Sony Intros Google TV Sets from $599 to $1,399
By: Clint Boulton
2010-10-13
Article Rating:    / 3
Sony Oct. 12 in New York demonstrated four new Sony Internet TV sets powered by Google TV, as well as a new Blu-Ray player for $399 loaded with the Android-based Google TV software.
NEW YORK—Sony
Oct. 12 introduced a new Blu-Ray player and four Sony Internet TVs powered by
Google TV, ranging from $599 to $1,399, as the company became the first to
deliver Google's new service on a TV set.
Based on Google's Android operating system and powered by an Intel Atom processor,
Google TV combines TV content and Web content, allowing users to access both
via the Chrome Web browser.
The service comes a few ways. Logitech is now offering for preorder Google TV on its Revue companion box
and controller for $299 from Logitech.com, BestBuy.com and Amazon.com. The box
and controller should be ready to ship later this month.
Sony is offering the Google TV-loaded Sony Internet TV Blu-Ray player for $399
and four new Internet TVs loaded with Google TV.
The Sony Internet TV line includes the 24-inch NSX-24GT1 for $599.99, the
32-inch NSX-32GT1 at $799.99, the 40-inch NSX-40GT1 for $999.99 and the 46-inch
NSX-46GT1 for $1,399.99. See full specs here and images here.
The Blu-Ray player and TVs are available for presale now at SonyStyle.com and from Best Buy.
The hardware will be available for purchase at Sony Style on Oct. 16 and at
Best Buy shortly thereafter, confirmed Mike Abary, senior vice president of
Sony's Home Division, who introduced the hardware at an event here.
During the event, Sony Senior Product Manager Matt Seymour used a special new
Sony RF QWERTY keypad remote to easily switch between live television
programming and Web applications on a demonstration unit of the 46-inch Sony
Internet TV.
Seymour switched to Dual View, which allowed him to watch a show about Katz'
Deli in New York City and then look up more information on it on Wikipedia,
find the deli's location of Google Maps and then access Twitter to tweet to his
friends that he was headed there.
Users can also bookmark content in the Chrome Web browser just as they can on a
computer, and access several applications Sony preloaded on its boxes and
Blu-Ray player.
These include Sony's Qriocity video-on-demand service and apps such as CNBC,
Napster, NBA, Netflix, Pandora, Twitter and YouTube.
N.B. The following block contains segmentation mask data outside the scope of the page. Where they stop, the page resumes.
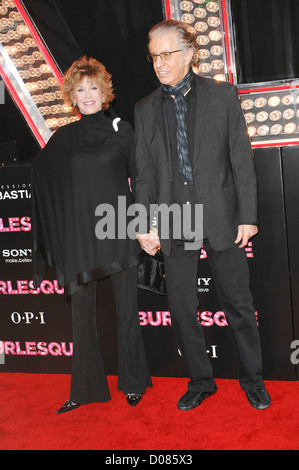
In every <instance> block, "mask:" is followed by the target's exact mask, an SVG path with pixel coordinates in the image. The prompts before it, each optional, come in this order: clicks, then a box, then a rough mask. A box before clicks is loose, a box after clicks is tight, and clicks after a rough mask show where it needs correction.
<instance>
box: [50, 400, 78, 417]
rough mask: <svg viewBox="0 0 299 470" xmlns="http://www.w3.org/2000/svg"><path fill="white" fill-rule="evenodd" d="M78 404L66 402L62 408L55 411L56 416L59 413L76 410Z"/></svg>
mask: <svg viewBox="0 0 299 470" xmlns="http://www.w3.org/2000/svg"><path fill="white" fill-rule="evenodd" d="M79 406H80V404H79V403H74V402H73V401H70V400H67V401H66V402H65V403H64V404H63V405H62V407H61V408H60V409H59V410H58V411H56V414H57V415H60V414H61V413H66V412H67V411H72V410H76V409H77V408H79Z"/></svg>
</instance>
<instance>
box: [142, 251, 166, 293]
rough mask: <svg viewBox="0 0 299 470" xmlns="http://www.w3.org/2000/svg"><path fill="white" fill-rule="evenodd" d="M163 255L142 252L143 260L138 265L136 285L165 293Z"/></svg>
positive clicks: (161, 292)
mask: <svg viewBox="0 0 299 470" xmlns="http://www.w3.org/2000/svg"><path fill="white" fill-rule="evenodd" d="M165 278H166V276H165V269H164V257H163V255H162V253H160V252H157V253H156V254H155V256H150V255H148V254H147V253H144V261H143V263H142V264H140V265H139V266H138V278H137V285H138V287H139V288H140V289H144V290H148V291H151V292H154V293H156V294H161V295H166V282H165Z"/></svg>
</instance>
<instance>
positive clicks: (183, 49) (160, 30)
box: [148, 20, 198, 65]
mask: <svg viewBox="0 0 299 470" xmlns="http://www.w3.org/2000/svg"><path fill="white" fill-rule="evenodd" d="M158 33H159V34H161V33H163V34H165V33H175V34H176V35H177V37H178V41H179V47H181V48H182V49H183V50H185V51H186V50H188V49H192V50H193V58H192V61H191V64H192V65H197V63H198V55H197V52H198V44H197V41H196V35H195V34H194V33H193V31H192V30H191V29H190V28H189V27H188V25H187V24H186V23H183V22H182V21H177V20H165V21H161V23H158V24H156V25H155V26H154V27H153V28H152V29H151V30H150V32H149V34H148V38H149V42H150V41H151V39H152V38H153V37H154V36H155V35H156V34H158Z"/></svg>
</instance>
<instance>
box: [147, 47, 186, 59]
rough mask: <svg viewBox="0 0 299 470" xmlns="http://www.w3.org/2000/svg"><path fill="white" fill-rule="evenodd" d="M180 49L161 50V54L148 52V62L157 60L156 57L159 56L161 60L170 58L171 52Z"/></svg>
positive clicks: (172, 51) (170, 57)
mask: <svg viewBox="0 0 299 470" xmlns="http://www.w3.org/2000/svg"><path fill="white" fill-rule="evenodd" d="M181 50H182V49H178V50H177V51H171V52H161V54H148V55H147V59H148V60H149V62H157V59H158V57H160V58H161V59H162V60H169V59H171V54H174V53H175V52H181Z"/></svg>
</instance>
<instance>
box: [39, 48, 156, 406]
mask: <svg viewBox="0 0 299 470" xmlns="http://www.w3.org/2000/svg"><path fill="white" fill-rule="evenodd" d="M63 91H64V94H65V97H66V101H67V102H69V103H71V104H72V106H73V107H74V110H75V111H76V112H77V113H78V112H80V113H81V119H80V120H78V121H75V122H73V123H71V124H68V125H66V126H64V127H62V128H60V129H59V130H57V131H56V132H55V133H54V135H53V136H52V137H51V139H50V140H49V142H48V144H47V145H46V146H45V148H44V149H43V150H42V151H41V152H40V153H39V155H38V156H37V158H36V159H35V161H34V162H33V166H32V212H33V213H32V219H33V225H32V226H33V279H34V285H35V286H36V287H38V286H39V285H40V283H41V281H42V280H43V279H44V277H45V274H46V272H47V269H48V267H49V266H51V267H53V268H54V269H55V275H56V276H57V279H58V281H59V283H60V284H61V285H62V286H63V287H64V291H65V295H66V296H71V302H72V318H73V343H74V351H73V360H72V377H71V390H70V396H69V399H68V400H67V401H66V402H65V403H64V405H63V406H62V408H60V409H59V410H58V411H57V413H58V414H59V413H63V412H66V411H70V410H73V409H75V408H78V407H79V406H80V405H82V404H86V403H91V402H106V401H108V400H110V393H109V389H108V384H107V379H106V374H105V371H104V366H103V362H102V355H101V351H100V345H99V340H98V334H97V325H96V304H97V281H98V280H100V279H101V278H104V277H107V276H111V280H112V284H113V289H114V296H115V305H116V310H117V323H118V369H119V370H118V389H119V390H122V391H123V392H124V394H125V395H126V396H127V401H128V403H129V404H130V405H131V406H135V405H136V404H137V403H138V402H139V401H140V400H141V398H142V395H143V394H144V393H145V392H146V387H151V386H152V384H151V378H150V374H149V370H148V365H147V360H146V355H145V351H144V346H143V341H142V336H141V328H140V324H139V313H138V305H137V266H138V265H139V264H140V263H141V261H142V258H141V250H140V247H139V243H138V242H137V240H136V239H135V240H132V239H131V238H130V237H128V236H123V235H122V238H118V227H117V220H118V212H117V211H118V201H119V197H120V196H121V197H122V201H123V200H125V201H126V205H127V207H128V206H129V205H131V204H132V203H133V201H132V196H131V191H130V188H129V182H128V177H129V176H132V175H131V171H132V168H133V162H134V133H133V130H132V128H131V126H130V125H129V124H128V123H126V122H123V121H121V120H119V119H116V120H112V119H110V118H109V117H107V116H106V115H105V109H107V108H108V107H109V104H110V103H111V102H112V100H113V99H114V93H113V88H112V82H111V75H109V74H108V72H107V71H106V69H105V67H104V66H103V65H102V64H101V63H99V62H98V61H96V60H95V59H88V58H86V57H83V58H81V59H79V60H78V61H76V62H75V63H74V64H73V65H72V66H71V68H70V69H69V70H68V72H67V73H66V75H65V77H64V82H63ZM132 183H133V180H132ZM101 204H109V207H112V208H113V209H114V210H115V217H116V229H115V237H114V238H113V237H112V236H111V234H108V237H107V238H105V234H102V236H101V233H100V234H99V232H96V230H95V229H96V225H97V222H99V219H98V217H97V216H96V214H97V213H100V212H101V211H99V212H97V211H96V208H97V207H98V206H99V205H101ZM102 214H103V213H102ZM125 222H126V223H128V222H129V219H128V218H127V219H125ZM121 229H122V230H121V233H122V234H123V233H125V234H126V227H121ZM112 235H113V234H112Z"/></svg>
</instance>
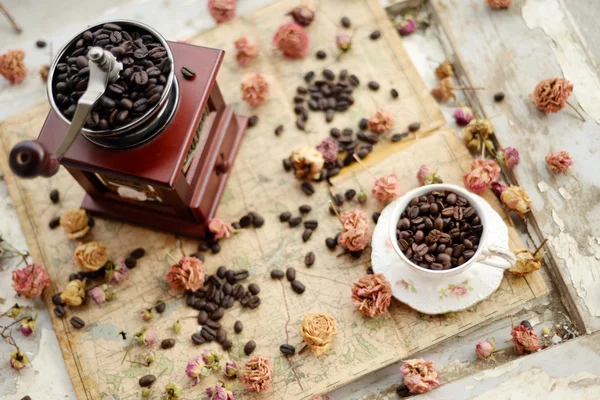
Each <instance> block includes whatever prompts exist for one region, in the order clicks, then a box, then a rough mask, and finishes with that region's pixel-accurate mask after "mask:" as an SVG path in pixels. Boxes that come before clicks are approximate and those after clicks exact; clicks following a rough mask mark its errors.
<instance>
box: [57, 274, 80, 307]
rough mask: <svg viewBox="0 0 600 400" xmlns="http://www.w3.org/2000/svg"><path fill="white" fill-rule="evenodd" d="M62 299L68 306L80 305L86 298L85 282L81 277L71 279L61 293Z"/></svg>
mask: <svg viewBox="0 0 600 400" xmlns="http://www.w3.org/2000/svg"><path fill="white" fill-rule="evenodd" d="M60 299H61V300H62V302H63V303H65V304H66V305H68V306H71V307H78V306H80V305H81V304H82V303H83V300H84V299H85V283H84V282H82V281H80V280H79V279H74V280H72V281H70V282H69V283H67V287H65V289H64V290H63V291H62V293H61V294H60Z"/></svg>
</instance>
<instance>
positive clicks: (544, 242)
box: [533, 238, 548, 257]
mask: <svg viewBox="0 0 600 400" xmlns="http://www.w3.org/2000/svg"><path fill="white" fill-rule="evenodd" d="M547 241H548V238H544V241H543V242H542V244H540V245H539V246H538V248H537V249H535V251H534V252H533V256H534V257H535V255H536V254H537V253H538V252H539V251H540V250H541V249H542V247H544V245H545V244H546V242H547Z"/></svg>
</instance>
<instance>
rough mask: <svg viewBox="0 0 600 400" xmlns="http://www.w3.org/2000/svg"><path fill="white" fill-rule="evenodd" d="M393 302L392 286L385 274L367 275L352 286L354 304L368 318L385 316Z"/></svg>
mask: <svg viewBox="0 0 600 400" xmlns="http://www.w3.org/2000/svg"><path fill="white" fill-rule="evenodd" d="M391 301H392V285H390V283H389V282H388V281H387V279H385V276H384V275H383V274H372V275H365V276H363V277H362V278H360V279H359V280H358V281H357V282H354V284H353V285H352V303H354V305H355V306H356V307H357V308H358V309H359V311H360V312H362V313H363V314H364V315H366V316H367V317H370V318H373V317H378V316H380V315H382V314H384V313H385V312H386V311H387V310H388V308H389V306H390V303H391Z"/></svg>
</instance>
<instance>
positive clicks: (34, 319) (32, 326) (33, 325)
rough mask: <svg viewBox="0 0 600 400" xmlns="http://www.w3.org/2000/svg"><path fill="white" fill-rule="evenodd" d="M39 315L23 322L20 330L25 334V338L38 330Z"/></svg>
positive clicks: (21, 325) (20, 330) (28, 319)
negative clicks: (36, 329) (34, 331)
mask: <svg viewBox="0 0 600 400" xmlns="http://www.w3.org/2000/svg"><path fill="white" fill-rule="evenodd" d="M36 320H37V315H36V316H35V318H26V319H24V320H23V321H21V325H20V326H19V330H20V331H21V333H22V334H23V336H29V335H31V334H32V333H33V332H34V331H35V330H36V329H37V322H36Z"/></svg>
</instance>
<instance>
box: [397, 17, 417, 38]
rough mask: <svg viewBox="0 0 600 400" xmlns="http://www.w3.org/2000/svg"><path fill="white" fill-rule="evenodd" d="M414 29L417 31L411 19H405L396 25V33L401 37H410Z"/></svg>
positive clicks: (412, 19)
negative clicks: (397, 30)
mask: <svg viewBox="0 0 600 400" xmlns="http://www.w3.org/2000/svg"><path fill="white" fill-rule="evenodd" d="M415 29H417V23H416V22H415V20H414V19H412V18H408V19H405V20H403V21H402V22H400V25H398V33H399V34H400V35H402V36H408V35H410V34H411V33H413V32H414V31H415Z"/></svg>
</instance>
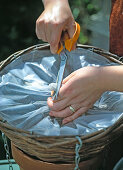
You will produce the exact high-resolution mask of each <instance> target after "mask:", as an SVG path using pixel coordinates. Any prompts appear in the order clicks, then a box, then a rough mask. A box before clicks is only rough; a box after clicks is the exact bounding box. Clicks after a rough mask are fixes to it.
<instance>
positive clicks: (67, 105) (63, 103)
mask: <svg viewBox="0 0 123 170" xmlns="http://www.w3.org/2000/svg"><path fill="white" fill-rule="evenodd" d="M68 101H69V98H65V99H64V100H60V101H55V102H54V101H53V99H52V98H51V97H49V98H48V99H47V104H48V106H49V108H50V109H51V110H52V111H60V110H63V109H65V108H66V107H67V106H68Z"/></svg>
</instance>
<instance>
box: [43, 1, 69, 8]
mask: <svg viewBox="0 0 123 170" xmlns="http://www.w3.org/2000/svg"><path fill="white" fill-rule="evenodd" d="M42 2H43V4H44V7H46V6H48V5H49V4H51V3H56V2H60V3H64V4H65V5H66V4H68V0H42Z"/></svg>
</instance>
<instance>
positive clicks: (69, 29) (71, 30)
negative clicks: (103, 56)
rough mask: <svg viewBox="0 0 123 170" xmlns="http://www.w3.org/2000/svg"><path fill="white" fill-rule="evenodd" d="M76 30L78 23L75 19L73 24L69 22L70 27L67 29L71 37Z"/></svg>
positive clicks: (72, 23)
mask: <svg viewBox="0 0 123 170" xmlns="http://www.w3.org/2000/svg"><path fill="white" fill-rule="evenodd" d="M75 30H76V24H75V22H74V21H73V22H72V23H71V24H69V27H68V29H67V31H68V34H69V37H70V38H73V35H74V33H75Z"/></svg>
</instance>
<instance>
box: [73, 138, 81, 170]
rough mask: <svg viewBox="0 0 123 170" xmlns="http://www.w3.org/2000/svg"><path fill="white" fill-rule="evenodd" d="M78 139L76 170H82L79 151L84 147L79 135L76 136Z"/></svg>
mask: <svg viewBox="0 0 123 170" xmlns="http://www.w3.org/2000/svg"><path fill="white" fill-rule="evenodd" d="M76 139H77V140H78V142H79V143H76V147H75V153H76V156H75V165H76V166H75V168H74V170H80V169H79V162H80V155H79V151H80V149H81V147H82V140H81V138H80V137H79V136H76Z"/></svg>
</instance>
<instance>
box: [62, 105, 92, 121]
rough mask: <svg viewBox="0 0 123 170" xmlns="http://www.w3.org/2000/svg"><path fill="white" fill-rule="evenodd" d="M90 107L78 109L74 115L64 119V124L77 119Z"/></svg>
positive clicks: (75, 112)
mask: <svg viewBox="0 0 123 170" xmlns="http://www.w3.org/2000/svg"><path fill="white" fill-rule="evenodd" d="M88 109H89V108H88V107H82V108H80V109H78V110H77V111H76V112H75V113H74V114H73V115H71V116H69V117H67V118H65V119H63V121H62V124H66V123H69V122H71V121H73V120H75V119H77V118H78V117H80V116H81V115H82V114H84V113H85V112H86V111H87V110H88Z"/></svg>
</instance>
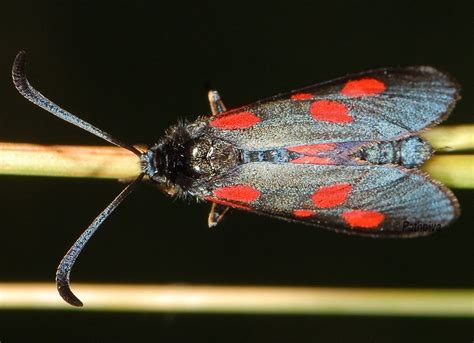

Sony anticipates many more
apps will be available in 2011, once Google opens Google TV to developers.
Also in the fall, Sony plans to offer an app that lets users control Sony
Internet TVs from an Android-based smartphone. Logitech already offers two such
apps that communicate with its Revue companion box, one for Android and one for
Apple's iPhone.
The event made it clear that Sony is betting heavily on the marriage of TV and
Web content, picking Google's platform on which to hang its hat.
Bob Ishida, senior vice president, corporate executive and president of Home
Entertainment Business Group at Sony, noted that people spend as much time
online as they do watching television.
Sony promised a major marketing push to promote the new hardware, though
company officials declined to say how much it would spend.
However, it remains to be seen whether consumers will spend money on TVs that
cost $200 to $400 more than the average LCD or plasma sets already on the
market from Sony, Toshiba and myriad others.